L'art Mokha et d'autres formes de décorations murales sont généralement créés pendant les festivals et pour des occasions spéciales telles que le mariage.

« L'art Mokha est réalisé sur les côtés droit et gauche de la porte principale et autour des fenêtres », écrit Bishnu Prasad Chaudhary dans son livre Tharu Lok Kala (Tharu Folk Arts). « L'ajout de jute et de coton à l'argile minimise les craquelures des motifs. »

De même, l'ajout de lait aux couleurs avant de les appliquer sur les motifs permet aux couleurs de ne pas s'estomper rapidement.

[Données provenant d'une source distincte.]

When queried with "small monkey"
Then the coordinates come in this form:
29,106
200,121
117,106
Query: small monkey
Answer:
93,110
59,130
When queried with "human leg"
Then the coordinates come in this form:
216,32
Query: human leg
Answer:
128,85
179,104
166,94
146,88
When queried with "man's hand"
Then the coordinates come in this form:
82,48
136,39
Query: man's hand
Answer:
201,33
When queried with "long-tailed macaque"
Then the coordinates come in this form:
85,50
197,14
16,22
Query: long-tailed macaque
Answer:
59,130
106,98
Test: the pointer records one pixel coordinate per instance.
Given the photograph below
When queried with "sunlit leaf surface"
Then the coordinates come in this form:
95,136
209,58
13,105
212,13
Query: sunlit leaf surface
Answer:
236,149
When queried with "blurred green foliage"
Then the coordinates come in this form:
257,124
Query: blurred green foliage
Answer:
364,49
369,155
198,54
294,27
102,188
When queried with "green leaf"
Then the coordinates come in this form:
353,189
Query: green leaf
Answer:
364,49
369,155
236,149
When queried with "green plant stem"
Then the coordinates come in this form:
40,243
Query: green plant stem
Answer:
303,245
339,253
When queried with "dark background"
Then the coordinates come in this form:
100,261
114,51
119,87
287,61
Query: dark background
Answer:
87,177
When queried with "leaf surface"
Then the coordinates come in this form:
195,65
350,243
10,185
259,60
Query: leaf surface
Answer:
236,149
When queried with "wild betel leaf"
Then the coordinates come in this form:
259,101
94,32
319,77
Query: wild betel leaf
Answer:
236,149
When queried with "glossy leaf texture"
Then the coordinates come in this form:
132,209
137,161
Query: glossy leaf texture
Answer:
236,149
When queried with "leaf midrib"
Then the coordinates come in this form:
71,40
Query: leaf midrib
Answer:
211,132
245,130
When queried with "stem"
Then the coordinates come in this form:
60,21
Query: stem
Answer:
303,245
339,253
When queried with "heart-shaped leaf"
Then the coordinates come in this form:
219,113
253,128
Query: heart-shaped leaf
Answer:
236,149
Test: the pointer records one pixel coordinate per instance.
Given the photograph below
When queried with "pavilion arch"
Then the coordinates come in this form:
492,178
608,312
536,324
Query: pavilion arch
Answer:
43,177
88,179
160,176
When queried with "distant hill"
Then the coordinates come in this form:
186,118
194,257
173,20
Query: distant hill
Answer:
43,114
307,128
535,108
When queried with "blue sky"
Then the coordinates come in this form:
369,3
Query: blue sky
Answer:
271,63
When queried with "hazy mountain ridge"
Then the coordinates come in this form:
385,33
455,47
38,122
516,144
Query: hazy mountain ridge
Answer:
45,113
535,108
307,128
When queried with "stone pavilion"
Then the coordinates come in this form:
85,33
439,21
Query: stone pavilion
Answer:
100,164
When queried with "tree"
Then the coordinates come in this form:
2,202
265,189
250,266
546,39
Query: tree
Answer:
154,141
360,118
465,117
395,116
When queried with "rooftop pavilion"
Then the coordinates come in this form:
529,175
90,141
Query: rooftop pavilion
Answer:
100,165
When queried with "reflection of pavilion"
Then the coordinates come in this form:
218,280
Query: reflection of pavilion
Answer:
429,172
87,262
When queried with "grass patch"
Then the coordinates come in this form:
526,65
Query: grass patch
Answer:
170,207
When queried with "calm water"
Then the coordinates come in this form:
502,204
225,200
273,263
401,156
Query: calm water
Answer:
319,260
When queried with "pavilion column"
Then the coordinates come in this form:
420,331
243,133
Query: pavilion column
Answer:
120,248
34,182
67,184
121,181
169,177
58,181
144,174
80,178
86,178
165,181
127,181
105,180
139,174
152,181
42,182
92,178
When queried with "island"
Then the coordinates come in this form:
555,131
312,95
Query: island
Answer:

Les femmes artistes décorent également les piliers avec ces motifs artistiques.

« Une maison bien décorée, exposant l'art du mokha, est toujours connue comme une maison ayant des femmes chanceuses », écrit l'artiste S.C. Suman. « La prospérité règne dans une maison dotée de mokha. Selon une croyance populaire chez les Tharus, s'il n'y a pas de mokha dans la maison de quelqu'un, un demi-kilo de riz est perdu chaque jour ».

La modernisation réduit à néant l'art traditionnel

Pramila Biswas, de Labipur, dans le district de Sunsari, au sud-est du Népal, est fière de montrer l'art du mokha réalisé par sa belle-mère, Jhalaiya Biswas. « La plupart des maisons de notre village étaient décorées avec l'art mokha », a déclaré Mme Biswas lors d'un entretien avec Global Voices. « Cependant, comme les maisons traditionnelles sont remplacées par des maisons en béton, il ne nous reste plus que quelques maisons avec de l'art mokha ».

Art mokha du village de Labipur, dans le district de Sunsari, à l'est du Népal. Photo de Sanjib Chaudhary. Utilisée avec l'autorisation de l'auteur.

« Comme la municipalité est en train d'agrandir la route, l'art mokha sur les murs de ma maison sera enlevé », a déploré Kishni Majhi du même village.

En raison de la lourdeur du processus de fabrication de l'art mokha et de l'effort laborieux nécessaire pour entretenir l'art mural – de nombreux artistes doivent réappliquer les couleurs plusieurs fois par an -, de nombreuses familles abandonnent l'art et optent pour de simples murs de briques.

« Nous continuerons à entretenir l'art mokha dans notre maison », a déclaré Hom Narayan Chaudhary de Duhabi, Sunsari. « Cependant, nous ne sommes pas sûrs que nos enfants les conserveront intactes. »

Non seulement les maisons de Labipur sont menacées d'extinction, mais la plupart des maisons traditionnelles des villages tharu des plaines méridionales du Népal connaissent le même sort. Si des mesures adéquates ne sont pas prises pour sauvegarder cet art folklorique tharu exquis, il est voué à disparaître à jamais.